Testimonies of Injustice
The accounts of Yodok survivors who risked their lives by speaking out played a major role in revealing the camp’s shocking evils. Kang Chol-hwan’s memoir of his childhood imprisonment sparked particular outrage.
It appears Yodok was finally shut down around 2014, possibly due to this international pressure. However, the full truth remains unclear.
Satellite images showed the removal of guard posts and certain facilities by 2014. North Korea has never acknowledged the camp or its closure. Reports indicate prisoners may have been transferred to other sites.
Yodok leaves behind a horrific legacy of lives destroyed and families torn apart. North Korea continues denying the existence of its estimated 16 prison facilities still holding 80,000-120,000 people.
There are grave, valid fears that the regime has simply relocated Yodok’s inmates and camp model elsewhere. Complete transparency and accountability for decades of atrocities remain lacking.

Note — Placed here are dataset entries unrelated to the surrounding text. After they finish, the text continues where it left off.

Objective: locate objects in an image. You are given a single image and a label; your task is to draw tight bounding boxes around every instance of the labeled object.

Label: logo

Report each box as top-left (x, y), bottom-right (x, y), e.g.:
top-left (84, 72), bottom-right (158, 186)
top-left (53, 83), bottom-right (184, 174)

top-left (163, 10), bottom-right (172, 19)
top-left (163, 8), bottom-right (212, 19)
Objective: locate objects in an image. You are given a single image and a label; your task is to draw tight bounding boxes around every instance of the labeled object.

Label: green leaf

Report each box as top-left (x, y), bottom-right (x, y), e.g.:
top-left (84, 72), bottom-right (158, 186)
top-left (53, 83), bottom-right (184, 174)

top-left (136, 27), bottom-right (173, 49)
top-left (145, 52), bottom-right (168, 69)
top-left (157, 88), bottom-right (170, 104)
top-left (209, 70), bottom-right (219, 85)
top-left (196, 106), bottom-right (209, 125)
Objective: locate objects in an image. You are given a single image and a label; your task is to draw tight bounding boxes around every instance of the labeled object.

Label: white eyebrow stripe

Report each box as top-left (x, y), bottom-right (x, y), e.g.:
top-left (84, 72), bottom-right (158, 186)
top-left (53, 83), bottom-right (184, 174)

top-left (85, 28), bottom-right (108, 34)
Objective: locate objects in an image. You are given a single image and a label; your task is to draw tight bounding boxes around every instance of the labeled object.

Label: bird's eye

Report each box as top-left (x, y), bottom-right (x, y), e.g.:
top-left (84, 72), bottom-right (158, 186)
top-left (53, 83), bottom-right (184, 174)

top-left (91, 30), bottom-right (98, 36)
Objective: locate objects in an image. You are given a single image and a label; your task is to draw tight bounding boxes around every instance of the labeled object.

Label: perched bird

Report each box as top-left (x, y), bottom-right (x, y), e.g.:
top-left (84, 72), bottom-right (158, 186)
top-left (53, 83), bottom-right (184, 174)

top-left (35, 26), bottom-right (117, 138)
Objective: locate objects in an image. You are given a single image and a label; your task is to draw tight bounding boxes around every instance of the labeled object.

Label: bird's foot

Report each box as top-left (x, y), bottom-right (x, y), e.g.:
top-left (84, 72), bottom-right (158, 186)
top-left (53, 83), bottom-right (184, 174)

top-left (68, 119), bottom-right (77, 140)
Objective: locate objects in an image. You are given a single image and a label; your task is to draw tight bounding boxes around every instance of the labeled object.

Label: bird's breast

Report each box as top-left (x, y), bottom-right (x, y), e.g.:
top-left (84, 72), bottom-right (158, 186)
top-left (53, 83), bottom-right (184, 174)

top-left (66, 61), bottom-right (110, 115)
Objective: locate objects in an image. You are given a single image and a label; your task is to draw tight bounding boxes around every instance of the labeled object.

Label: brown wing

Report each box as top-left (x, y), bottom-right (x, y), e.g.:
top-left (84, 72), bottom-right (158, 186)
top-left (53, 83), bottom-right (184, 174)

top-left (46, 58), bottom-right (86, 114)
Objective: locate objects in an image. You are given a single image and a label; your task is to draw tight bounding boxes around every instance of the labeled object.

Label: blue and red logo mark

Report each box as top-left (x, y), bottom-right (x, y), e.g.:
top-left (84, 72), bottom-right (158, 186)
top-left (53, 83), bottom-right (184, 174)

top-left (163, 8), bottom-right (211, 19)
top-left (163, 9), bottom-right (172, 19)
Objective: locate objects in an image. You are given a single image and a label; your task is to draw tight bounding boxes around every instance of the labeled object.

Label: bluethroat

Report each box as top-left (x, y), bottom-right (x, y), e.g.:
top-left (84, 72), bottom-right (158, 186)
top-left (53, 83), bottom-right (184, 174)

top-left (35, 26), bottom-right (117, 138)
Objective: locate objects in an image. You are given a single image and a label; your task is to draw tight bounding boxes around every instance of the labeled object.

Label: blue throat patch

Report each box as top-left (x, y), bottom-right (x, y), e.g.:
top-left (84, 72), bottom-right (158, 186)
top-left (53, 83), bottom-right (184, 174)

The Yodok concentration camp represents the very worst of North Korea’s vast apparatus aimed at silencing political dissent through fear. Even with its closure, the wider gulag system it exemplified remains alive. Yodok’s decades of untold suffering demonstrate an urgent need to defend human dignity and shine light wherever it is threatened.
Where was the Yodok camp located?
Yodok was located about 70 miles northeast of Pyongyang, North Korea’s capital, in a valley region of the South Hamgyong province.
How many people were imprisoned in Yodok?
Estimates indicate Yodok held somewhere between 50,000-200,000 prisoners over its lifespan from the 1970s until around 2014. Population counts likely fluctuated over time.
What were conditions like in Yodok?
Prisoners endured horrific conditions including forced hard labor, chronic starvation, infectious disease, subzero winters without heating, torture, rape, and arbitrary public executions.
Why was Yodok shut down?
It appears international pressure played a major role. Groups like Amnesty International urged North Korea for years to close Yodok over its systemic human rights violations, backed by survivor testimonies.
Do prison camps still operate in North Korea?
Yes. While North Korea officially denies it, reports estimate around 16 kwalliso political prison facilities remain active holding 80,000-120,000 people in similarly abusive conditions to Yodok. Concerns persist over inmates being relocated from Yodok to other camps. Complete transparency remains lacking.